Umberto e Bonifacio seppero sfruttare il crescente protagonismo politico e l’irrequietezza militare delle principali collettività cittadine della regione, come quella torinese e quella astigiana, ribellatasi al potere marchionale già durante l’età di Adelaide. Il vescovo e l’aristocrazia laica torinesi, che in quelle fasi convulse erano sostanzialmente rimasti padroni della città, erano sensibili alla minaccia che avrebbe costituito un potere umbertino forte lungo la strada di Francia ed espressero una provvisoria convergenza nel segno di un appoggio a Bonifacio, il quale controllava invece la parte meridionale della marca. Umberto, a quanto pare, si procurò invece l’alleanza degli astigiani, come proverebbe un accordo del luglio del 1098, pervenuto in una copia bassomedievale e probabilmente oggetto di interpolazioni. Stando a quell’atto il conte si sarebbe impegnato a cedere all’episcopio e ai consoli di Asti il controllo di vari luoghi nel Piemonte meridionale – tutti territori su cui, in verità, esercitava in quella fase uno scarso controllo – e avrebbe accordato agli astigiani privilegi ed esenzioni, oltre a impegnarsi a soggiornare di qua dalle Alpi.

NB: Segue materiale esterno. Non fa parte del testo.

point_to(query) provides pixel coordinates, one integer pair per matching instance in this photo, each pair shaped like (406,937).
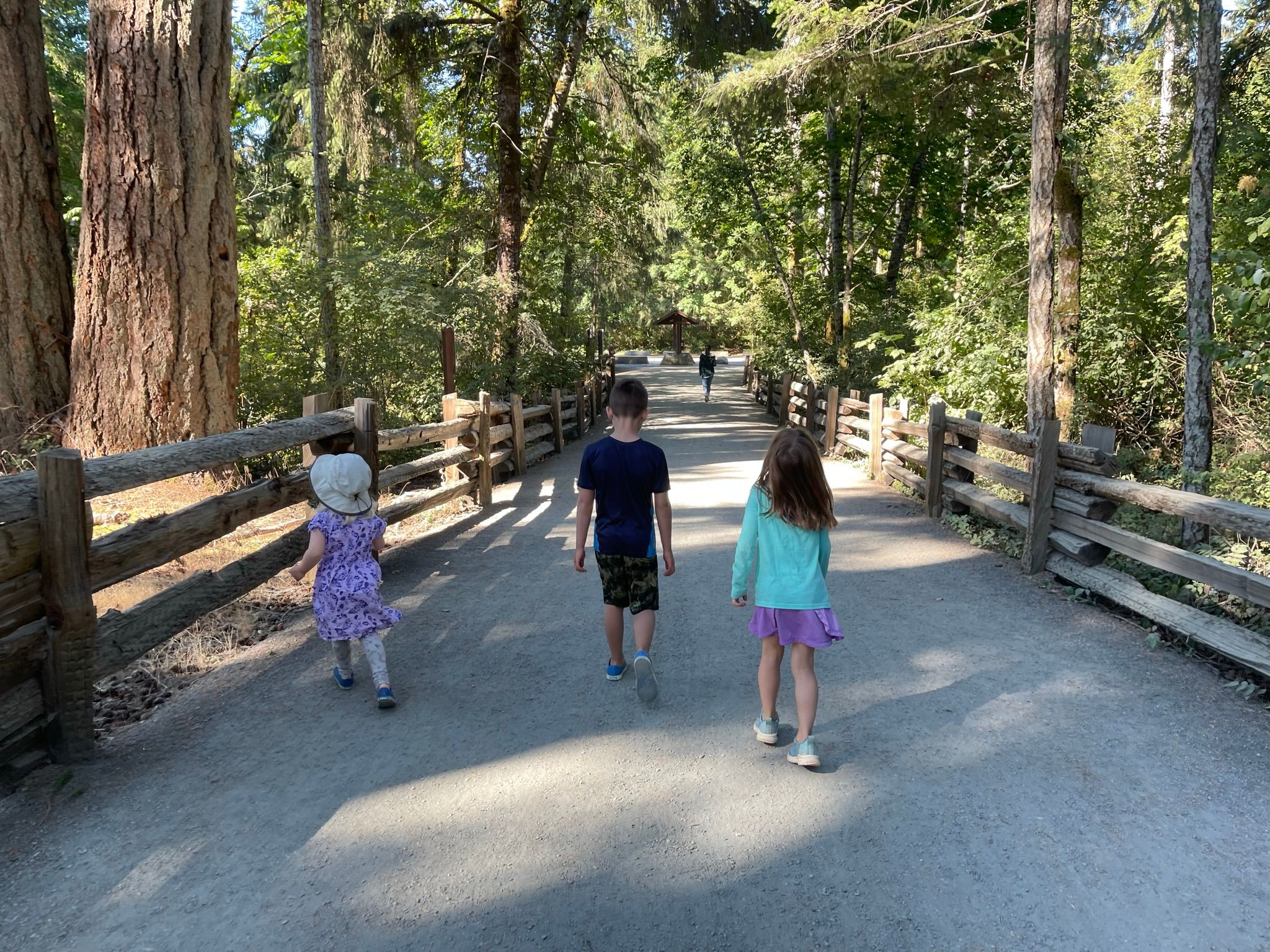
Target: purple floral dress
(347,589)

Non conosciamo i modi né gli esiti immediati del confronto tra Umberto e Bonifacio, ma è certo che nessuno dei due riuscì nell’intento di controllare l’intera marca, che perse in tal modo la coesione politica e la funzionalità circoscrizionale. Mentre Bonifacio e la sua parentela consolidarono il proprio radicamento nel settore meridionale, l’influenza di Umberto si limitò alla valle di Susa, nucleo storico della potenza patrimoniale e signorile degli Arduinici, che durante il XII secolo sarebbe rimasta la sola testa di ponte permanente degli Umbertini in Piemonte.
La presenza nel Regno italico fornì a Umberto la possibilità di rafforzare il proprio controllo sulla valle di Susa e sui territori pedemontani siti immediatamente al suo sbocco. Risale al 1097 o al 1098 la notizia della conferma, rilasciata dal conte alla prevostura di S. Lorenzo di Oulx, delle donazioni eseguite da Adelaide; l’atto sarebbe stato stipulato nel castrum di Susa. Del novembre del 1098 è la concessione di beni in Frossasco, nel Pinerolese, all’abbazia di S. Maria di Pinerolo, una fondazione arduinica. Umberto l’eseguì a Sant’Ambrogio, nei claustra del monastero valsusino di S. Michele della Chiusa, che aveva rapporti conflittuali con la Chiesa torinese. I due atti sono interessanti anche perché riferiscono della presenza, accanto a Umberto, di esponenti dell’aristocrazia rurale tanto della valle (come Merlo di Avigliana, testimone in entrambi) quanto della pianura fra Pinerolo e Torino (è il caso di Merlo di Piossasco, attestato nel documento clusino).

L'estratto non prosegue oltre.